To: Chuzzlewit who wrote (51500)7/15/1998 5:25:00 PM
From: jimleon  Read Replies (1) | Respond to of 176387
 
Hey Chuzz, recall about a month ago dell was sleeping around
86 a share and all the TA guys were screaming sell!!
WHERE are they now????????????????????????????????????

My summerhome will have "deluxe" prowl and more glass
windows thanks to this hell of a rally!!!!!!!!
Still waiting for the building permit...

jim



To: Chuzzlewit who wrote (51500)7/15/1998 7:12:00 PM
From: T L Comiskey  Read Replies (1) | Respond to of 176387
 
Chuzz...hope you dont mind if i but in to thank you again for walking us through this PE debate.......many of my friends argue against my dell position only to stare in amazement as it moves north....your clear vision and explanation are valued...Thx tim



To: Chuzzlewit who wrote (51500)7/15/1998 8:32:00 PM
From: Huntress  Read Replies (1) | Respond to of 176387
 
Yes, Huntress is for Diana (preferable to "Mooner" don't you think?) Thank you so much for that great explanation...I enjoy your posts, too - especially since you are such a smart cat...my cat, Snip, is jealous of your market expertise!! He just keeps up with the Catnip Index...again, thanks!!! BTW, are you attending the meeting? I am definitely going to be there but it will probably be crowded and since the SI Dellheads are such a sedate group, I probably won't be able to spot them <ggg>



To: Chuzzlewit who wrote (51500)7/16/1998 4:51:00 PM
From: Geoff Nunn  Read Replies (4) | Respond to of 176387
 
Chuz, I've enjoyed reading your various posts concerning the deficiencies of P/E and PEG in valuing stocks. If one is going to use PEG, I do like your suggestion of normalizing it, i.e., using the ratio of the particular stock's PEG to the S&P's PEG. I am curious though whether this measure may be misleading for stocks that pay dividends.

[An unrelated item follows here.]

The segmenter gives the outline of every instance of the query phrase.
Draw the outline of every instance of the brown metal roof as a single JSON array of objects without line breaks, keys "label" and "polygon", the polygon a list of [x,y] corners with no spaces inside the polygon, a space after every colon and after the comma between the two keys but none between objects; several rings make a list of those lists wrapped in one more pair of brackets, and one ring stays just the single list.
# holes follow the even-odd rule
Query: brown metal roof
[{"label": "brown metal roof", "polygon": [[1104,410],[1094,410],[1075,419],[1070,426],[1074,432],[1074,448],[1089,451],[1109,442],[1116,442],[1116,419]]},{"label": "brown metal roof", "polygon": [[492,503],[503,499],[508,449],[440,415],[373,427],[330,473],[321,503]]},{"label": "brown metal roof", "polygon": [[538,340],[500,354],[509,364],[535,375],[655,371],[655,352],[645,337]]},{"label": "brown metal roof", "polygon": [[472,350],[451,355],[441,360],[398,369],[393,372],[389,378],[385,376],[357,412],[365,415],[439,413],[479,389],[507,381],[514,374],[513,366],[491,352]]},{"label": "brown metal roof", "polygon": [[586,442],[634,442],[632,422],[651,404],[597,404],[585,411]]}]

What is PEG supposed to measure? Presumably it compares how high the stock is priced (the PE ratio) relative to its investment return (the growth rate in earnings). This sounds reasonable to me if the stock pays no dividend. In cases of dividend stocks, however, the total return is g + d, where d is the dividend yield. Therefore, I wonder if the statistic PEG shouldn't be modified to become PE/(g+d). In the special case of a stock which pays no dividend it would reduce to PEG.

You mentioned that Dell's normalized PEG is less than 1.0. Would this still be true if we modify the S&P's PEG for dividend yield. I'm not sure what the correct figure is but believe it to be ~2.0%. Two questions: (1) would you regard adjusting for dividend yield as legitimate, and (2) would it have made any difference in your conclusion that Dell's normalized PEG is less than 1.0?